2. Description of the Related Art
As is well known to those of ordinary skill in the art, certain binary sequences or patterns are to be avoided when writing binary data to a magnetic recording disk, since these binary patterns stress the ability of the head/disk interface to accurately position the magnetic transitions at the desired positions linearly along the track surface of the disk. In order to avoid these patterns, it is known in the art to randomize data prior to writing the data to the disk. The data is then de-randomized upon subsequently reading the randomized data from the disk.
In known storage drives, a standardized seed is used by the storage drive when reading or writing data regardless of the process, application, or partition that requests the read/write access. This seed is generated within the storage drive itself for use by the storage drive's randomizer/de-randomizer. When a request is received by the storage drive to write data, the randomizer uses the storage drive's seed to randomize the data. The randomized data is then written to the storage drive. When a request is received by the storage drive to read data, the de-randomizer uses the same seed to de-randomize the retrieved randomized data.
This same seed is used whenever a request to read or write is received. Therefore, all applications and partitions that write data to the storage drive will have their data randomized using the same seed.
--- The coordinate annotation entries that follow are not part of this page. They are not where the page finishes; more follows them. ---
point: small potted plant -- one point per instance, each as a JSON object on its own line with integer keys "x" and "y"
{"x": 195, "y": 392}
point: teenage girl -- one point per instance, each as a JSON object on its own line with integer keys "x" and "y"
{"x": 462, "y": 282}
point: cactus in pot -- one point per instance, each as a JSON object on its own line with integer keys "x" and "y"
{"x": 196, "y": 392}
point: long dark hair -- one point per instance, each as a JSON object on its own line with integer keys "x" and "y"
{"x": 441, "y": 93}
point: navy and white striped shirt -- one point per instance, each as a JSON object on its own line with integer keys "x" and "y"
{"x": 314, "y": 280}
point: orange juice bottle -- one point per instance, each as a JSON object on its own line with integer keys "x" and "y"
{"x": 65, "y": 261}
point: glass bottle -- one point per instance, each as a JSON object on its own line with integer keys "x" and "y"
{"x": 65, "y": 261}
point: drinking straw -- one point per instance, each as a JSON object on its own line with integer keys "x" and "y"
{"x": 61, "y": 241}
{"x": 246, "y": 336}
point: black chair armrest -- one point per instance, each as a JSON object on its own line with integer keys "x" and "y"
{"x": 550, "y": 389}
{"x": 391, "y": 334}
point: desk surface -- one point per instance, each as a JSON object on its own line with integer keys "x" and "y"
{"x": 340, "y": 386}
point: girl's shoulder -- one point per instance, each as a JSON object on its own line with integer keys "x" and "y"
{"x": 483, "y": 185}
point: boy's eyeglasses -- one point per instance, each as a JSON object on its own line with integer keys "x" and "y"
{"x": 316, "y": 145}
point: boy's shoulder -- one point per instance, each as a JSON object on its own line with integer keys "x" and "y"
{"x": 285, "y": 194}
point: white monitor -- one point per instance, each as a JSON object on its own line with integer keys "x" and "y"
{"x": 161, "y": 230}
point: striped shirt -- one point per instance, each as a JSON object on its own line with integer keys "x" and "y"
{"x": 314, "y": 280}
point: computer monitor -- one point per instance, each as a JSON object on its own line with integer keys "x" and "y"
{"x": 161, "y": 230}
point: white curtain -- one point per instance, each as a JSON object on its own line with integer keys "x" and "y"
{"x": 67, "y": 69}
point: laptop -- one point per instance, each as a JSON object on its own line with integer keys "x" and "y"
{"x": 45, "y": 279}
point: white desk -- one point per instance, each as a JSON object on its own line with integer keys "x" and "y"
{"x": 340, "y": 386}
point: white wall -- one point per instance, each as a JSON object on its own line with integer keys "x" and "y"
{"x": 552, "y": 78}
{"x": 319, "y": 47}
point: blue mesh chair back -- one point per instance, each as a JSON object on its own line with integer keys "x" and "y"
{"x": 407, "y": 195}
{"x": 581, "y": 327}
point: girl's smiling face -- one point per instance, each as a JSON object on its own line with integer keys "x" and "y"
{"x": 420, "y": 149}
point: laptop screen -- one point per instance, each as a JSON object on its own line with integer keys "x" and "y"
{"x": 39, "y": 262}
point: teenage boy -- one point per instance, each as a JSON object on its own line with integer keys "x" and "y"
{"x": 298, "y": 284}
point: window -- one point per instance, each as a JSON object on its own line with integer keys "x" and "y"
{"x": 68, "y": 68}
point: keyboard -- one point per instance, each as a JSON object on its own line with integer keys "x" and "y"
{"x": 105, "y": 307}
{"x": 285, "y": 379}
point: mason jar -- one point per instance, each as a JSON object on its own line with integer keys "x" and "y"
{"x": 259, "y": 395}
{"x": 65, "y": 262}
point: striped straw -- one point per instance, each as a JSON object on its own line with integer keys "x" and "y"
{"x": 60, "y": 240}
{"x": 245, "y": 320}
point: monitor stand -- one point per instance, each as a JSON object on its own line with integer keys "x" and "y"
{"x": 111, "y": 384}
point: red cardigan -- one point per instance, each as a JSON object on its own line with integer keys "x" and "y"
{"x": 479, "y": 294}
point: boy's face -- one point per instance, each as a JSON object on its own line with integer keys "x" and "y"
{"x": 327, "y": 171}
Conversely, when data is requested by any application to be read from the storage drive, the requested data is de-randomized using the same seed.
In the prior art, the seed is selected by the storage drive. The seed is kept within the storage drive. The seed is not unique to any particular application, process, partition, or operating system. Thus, all data on the storage drive is randomized using the same seed. Therefore, all of the data can be de-randomized using the same seed.
The seed of the prior art is a method for eliminating read/write errors when accessing a storage drive. The seed is not used as a security device to protect the data on the storage drive because any process can access the data by transmitting an access command to the storage drive.
Storage drives can be removed from one computer system and inserted into a different computer system where the data stored on the drive can then be accessed. This may be necessary in order to repair a drive. The drive may be removed from its computer system and then sent to a repair facility which then has access to the drive's data. Because the standardized seed is stored within the storage drive, once the drive is removed, its data can be accessed and is not protected. In order to access the data on a typical drive, an appropriate access command is sent to the drive. The drive then uses the standardized seed that is stored in the drive to de-randomize the data that is stored on the drive. Thus, the data on a drive that is inserted into a different computer system can be easily accessed.
The ability to protect a data processing system is limited by the manner in which trust is created or rooted within the data processing system. To address the issues of protecting data processing systems, a consortium of companies has formed the Trusted Computing Group (TCG) to develop and to promulgate open standards and specifications for trusted computing. According to the specifications of the Trusted Computing Group, trust within a given data processing system or trust between a data processing system and another entity is based on the existence of a hardware component within the data processing system that has been termed the trusted platform module (TPM).
A need exists for a method, apparatus, and computer program product for prohibiting unauthorized access of data that is stored on storage drives.